Grace Grows us in Relationship

 

I was recently asked by one of our high school youth here at St. John’s, “So, why do you believe in God?” I am used to difficult questions, but I admit that this one threw me off guard. Of course I believe in God, but it had been a while since anyone asked me to explain why. I assume that this particular high school youth was looking for an intellectual answer based on solid reason or philosophical proofs. However, I have never found such answers to this question very helpful and my guess was that neither would she.

I stood there in awkward silence and anxious reflection for a few moments as I formulated my response. Then I said, “I can no more say that I don’t believe in God than I can say that I don’t believe in my grandparents. I know my grandparents are real because I have shared a mutual and loving relationship with them. Likewise, I know that God is real because we have shared a life-long mutual loving relationship. How can I not believe in someone with whom I am in a daily and living relationship?” I don’t know whether my answer was helpful to this young person or not but she didn’t have an immediate response and I think my answer at least made her stop and think.

Since then, I have thought a lot about this question and my response to it. On the one hand, it was a rather flippant answer that will require some further fleshing out on my part. On the other hand, I also think that my answer gets to the heart of the issue. We know God most fully through relationship, a relationship that is initiated and sustained by God, a relationship that, though marred and broken by our Sin and brokenness, has been made possible for us again through God’s self-giving act of love for us in Christ’s death on the cross. We know and trust God because of the relationship we now have with God in Christ. 

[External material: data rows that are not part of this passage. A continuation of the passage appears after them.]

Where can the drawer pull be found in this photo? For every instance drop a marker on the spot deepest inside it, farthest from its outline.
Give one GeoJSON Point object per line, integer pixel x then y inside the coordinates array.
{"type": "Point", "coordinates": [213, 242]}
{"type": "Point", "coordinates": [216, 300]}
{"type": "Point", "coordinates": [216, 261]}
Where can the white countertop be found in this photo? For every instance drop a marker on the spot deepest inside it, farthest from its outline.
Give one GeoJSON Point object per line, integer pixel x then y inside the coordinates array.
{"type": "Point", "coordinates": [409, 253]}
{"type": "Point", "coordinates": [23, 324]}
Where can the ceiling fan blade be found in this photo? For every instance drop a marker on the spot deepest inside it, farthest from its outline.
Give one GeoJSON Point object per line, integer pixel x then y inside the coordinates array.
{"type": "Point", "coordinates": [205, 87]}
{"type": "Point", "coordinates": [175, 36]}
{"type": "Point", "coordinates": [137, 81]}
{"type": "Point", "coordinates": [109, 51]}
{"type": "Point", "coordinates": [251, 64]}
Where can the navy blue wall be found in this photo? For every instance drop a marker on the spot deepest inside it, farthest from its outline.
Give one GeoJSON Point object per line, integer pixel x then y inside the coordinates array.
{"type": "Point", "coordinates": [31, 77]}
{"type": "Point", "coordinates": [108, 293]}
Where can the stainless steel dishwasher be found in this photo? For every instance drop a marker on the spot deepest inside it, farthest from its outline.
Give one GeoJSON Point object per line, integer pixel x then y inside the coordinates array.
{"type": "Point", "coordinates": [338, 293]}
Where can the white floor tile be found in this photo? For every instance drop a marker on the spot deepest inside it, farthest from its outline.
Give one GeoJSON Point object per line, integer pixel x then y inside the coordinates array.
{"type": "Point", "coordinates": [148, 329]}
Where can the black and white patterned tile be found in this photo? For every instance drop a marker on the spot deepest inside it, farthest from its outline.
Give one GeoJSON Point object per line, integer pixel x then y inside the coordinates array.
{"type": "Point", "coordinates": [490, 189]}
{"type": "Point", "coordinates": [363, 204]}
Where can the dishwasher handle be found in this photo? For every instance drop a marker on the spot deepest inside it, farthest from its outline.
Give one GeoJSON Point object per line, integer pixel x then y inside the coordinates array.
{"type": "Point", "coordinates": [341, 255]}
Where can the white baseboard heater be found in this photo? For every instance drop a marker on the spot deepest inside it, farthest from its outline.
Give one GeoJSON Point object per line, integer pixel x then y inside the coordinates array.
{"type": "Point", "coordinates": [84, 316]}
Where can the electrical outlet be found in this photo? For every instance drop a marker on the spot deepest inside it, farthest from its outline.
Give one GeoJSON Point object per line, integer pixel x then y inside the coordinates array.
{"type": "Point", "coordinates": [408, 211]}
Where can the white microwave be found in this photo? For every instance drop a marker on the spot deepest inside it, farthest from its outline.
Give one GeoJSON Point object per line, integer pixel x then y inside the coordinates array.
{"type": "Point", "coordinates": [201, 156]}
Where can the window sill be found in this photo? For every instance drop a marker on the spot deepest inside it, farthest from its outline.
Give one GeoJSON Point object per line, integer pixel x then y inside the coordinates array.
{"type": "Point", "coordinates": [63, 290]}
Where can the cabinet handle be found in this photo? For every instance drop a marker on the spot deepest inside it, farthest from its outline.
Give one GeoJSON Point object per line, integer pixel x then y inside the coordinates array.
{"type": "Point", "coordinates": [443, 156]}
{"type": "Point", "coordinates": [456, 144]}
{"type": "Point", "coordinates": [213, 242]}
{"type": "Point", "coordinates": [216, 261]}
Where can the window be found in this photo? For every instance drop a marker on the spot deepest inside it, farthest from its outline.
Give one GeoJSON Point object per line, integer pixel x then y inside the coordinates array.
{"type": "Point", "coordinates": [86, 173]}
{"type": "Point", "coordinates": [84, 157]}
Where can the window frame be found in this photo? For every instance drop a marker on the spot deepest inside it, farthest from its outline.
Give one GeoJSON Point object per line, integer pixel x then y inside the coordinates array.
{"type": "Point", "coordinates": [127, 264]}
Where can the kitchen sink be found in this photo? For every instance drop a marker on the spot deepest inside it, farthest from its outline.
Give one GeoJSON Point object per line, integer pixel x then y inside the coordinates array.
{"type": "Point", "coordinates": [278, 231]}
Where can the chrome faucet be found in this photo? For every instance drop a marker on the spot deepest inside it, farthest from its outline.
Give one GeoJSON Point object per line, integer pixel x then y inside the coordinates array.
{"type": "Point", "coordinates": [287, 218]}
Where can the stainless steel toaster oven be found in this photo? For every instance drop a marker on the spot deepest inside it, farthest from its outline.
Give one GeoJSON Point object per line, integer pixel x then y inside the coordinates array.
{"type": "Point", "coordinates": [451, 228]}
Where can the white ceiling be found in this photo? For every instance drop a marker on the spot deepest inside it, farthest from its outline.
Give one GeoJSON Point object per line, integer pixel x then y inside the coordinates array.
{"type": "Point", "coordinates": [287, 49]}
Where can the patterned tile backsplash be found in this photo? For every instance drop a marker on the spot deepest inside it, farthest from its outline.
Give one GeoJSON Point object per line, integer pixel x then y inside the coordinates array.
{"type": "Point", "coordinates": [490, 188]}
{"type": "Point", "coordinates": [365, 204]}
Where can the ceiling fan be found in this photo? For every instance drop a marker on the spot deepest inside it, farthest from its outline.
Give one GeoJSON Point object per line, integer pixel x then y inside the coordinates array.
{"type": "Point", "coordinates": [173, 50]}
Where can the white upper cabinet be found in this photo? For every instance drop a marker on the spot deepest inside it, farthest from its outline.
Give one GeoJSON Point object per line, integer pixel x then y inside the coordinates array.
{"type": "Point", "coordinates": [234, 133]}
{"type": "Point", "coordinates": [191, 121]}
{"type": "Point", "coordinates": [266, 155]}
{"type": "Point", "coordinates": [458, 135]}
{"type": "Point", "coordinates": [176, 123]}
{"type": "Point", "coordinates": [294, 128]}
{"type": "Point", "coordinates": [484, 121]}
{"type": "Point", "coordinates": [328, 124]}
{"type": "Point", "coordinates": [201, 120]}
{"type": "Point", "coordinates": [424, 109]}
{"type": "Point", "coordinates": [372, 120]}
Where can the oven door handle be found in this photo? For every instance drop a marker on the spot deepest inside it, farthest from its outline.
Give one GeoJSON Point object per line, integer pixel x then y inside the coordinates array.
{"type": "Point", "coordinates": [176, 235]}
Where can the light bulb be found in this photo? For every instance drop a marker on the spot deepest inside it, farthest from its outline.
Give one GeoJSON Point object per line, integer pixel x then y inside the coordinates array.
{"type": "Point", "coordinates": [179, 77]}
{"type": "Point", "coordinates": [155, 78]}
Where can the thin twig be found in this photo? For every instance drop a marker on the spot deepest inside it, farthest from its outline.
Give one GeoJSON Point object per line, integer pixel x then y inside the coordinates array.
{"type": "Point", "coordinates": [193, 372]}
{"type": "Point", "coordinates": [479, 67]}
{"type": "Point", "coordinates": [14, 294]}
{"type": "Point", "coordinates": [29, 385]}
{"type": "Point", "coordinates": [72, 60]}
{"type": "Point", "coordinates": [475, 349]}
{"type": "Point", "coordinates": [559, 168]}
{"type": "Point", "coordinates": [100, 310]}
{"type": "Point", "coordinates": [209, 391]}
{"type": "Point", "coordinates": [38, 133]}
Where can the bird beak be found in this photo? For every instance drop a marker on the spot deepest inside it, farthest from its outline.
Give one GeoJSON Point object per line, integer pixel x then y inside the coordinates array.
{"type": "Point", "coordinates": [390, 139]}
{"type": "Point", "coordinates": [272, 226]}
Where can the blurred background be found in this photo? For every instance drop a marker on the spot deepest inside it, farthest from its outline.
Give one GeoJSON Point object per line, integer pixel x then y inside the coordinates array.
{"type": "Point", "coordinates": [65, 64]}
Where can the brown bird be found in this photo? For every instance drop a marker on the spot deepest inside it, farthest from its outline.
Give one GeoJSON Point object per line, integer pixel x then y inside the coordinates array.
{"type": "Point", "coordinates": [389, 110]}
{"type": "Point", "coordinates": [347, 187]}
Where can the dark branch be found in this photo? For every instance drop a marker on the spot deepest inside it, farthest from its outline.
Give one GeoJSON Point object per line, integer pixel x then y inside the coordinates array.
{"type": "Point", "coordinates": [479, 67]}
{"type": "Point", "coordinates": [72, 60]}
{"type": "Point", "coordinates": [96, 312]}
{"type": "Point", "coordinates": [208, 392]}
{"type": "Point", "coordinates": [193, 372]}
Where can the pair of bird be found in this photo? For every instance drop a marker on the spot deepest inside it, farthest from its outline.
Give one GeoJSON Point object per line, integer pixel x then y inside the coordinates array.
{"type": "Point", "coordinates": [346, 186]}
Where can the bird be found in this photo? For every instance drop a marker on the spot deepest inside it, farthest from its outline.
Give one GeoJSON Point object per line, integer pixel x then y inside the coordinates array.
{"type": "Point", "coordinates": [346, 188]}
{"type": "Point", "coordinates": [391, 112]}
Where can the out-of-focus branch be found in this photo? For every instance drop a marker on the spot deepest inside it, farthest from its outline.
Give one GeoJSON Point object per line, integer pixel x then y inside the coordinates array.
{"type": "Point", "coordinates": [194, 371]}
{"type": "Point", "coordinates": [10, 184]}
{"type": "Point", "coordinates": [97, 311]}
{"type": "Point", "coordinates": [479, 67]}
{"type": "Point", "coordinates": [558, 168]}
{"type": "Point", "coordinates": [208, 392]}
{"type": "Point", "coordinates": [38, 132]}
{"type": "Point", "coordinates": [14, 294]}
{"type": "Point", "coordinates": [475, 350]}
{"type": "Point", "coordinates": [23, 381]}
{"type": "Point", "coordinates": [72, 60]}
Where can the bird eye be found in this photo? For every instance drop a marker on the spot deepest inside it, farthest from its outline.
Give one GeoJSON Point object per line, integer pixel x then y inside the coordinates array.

The season of Lent invites us to be intentional in attending to our relationship with Christ. Just as attending to our relationships with others requires intentional commitment, so too does attending to our relationship with Christ require such intentional commitment. We attend to our relationship with Christ when we are faithful in worship, both on the weekend and on Wednesdays. We attend to our relationship with Christ when we spend time with him each day through Scripture reading and prayer. We attend to our relationship with Christ when we care for the poor and the hurting and the broken in our communities. We attend to our relationship with Christ when we seek to mend and restore the broken relationships we have with others. We attend to our relationship with Christ when we daily confess our sin and daily return to the promises made to us in our baptism.

Our Lenten theme this year is grace GROWS us in relationship. I invite you to be intentional in your Lenten observance. Return to God. Like the father in Luke 15, God waits for us with arms wide open, always ready to welcome us back. Why do I believe in God? How can I not believe and trust in the God with whom I have been given an eternal relationship in Christ?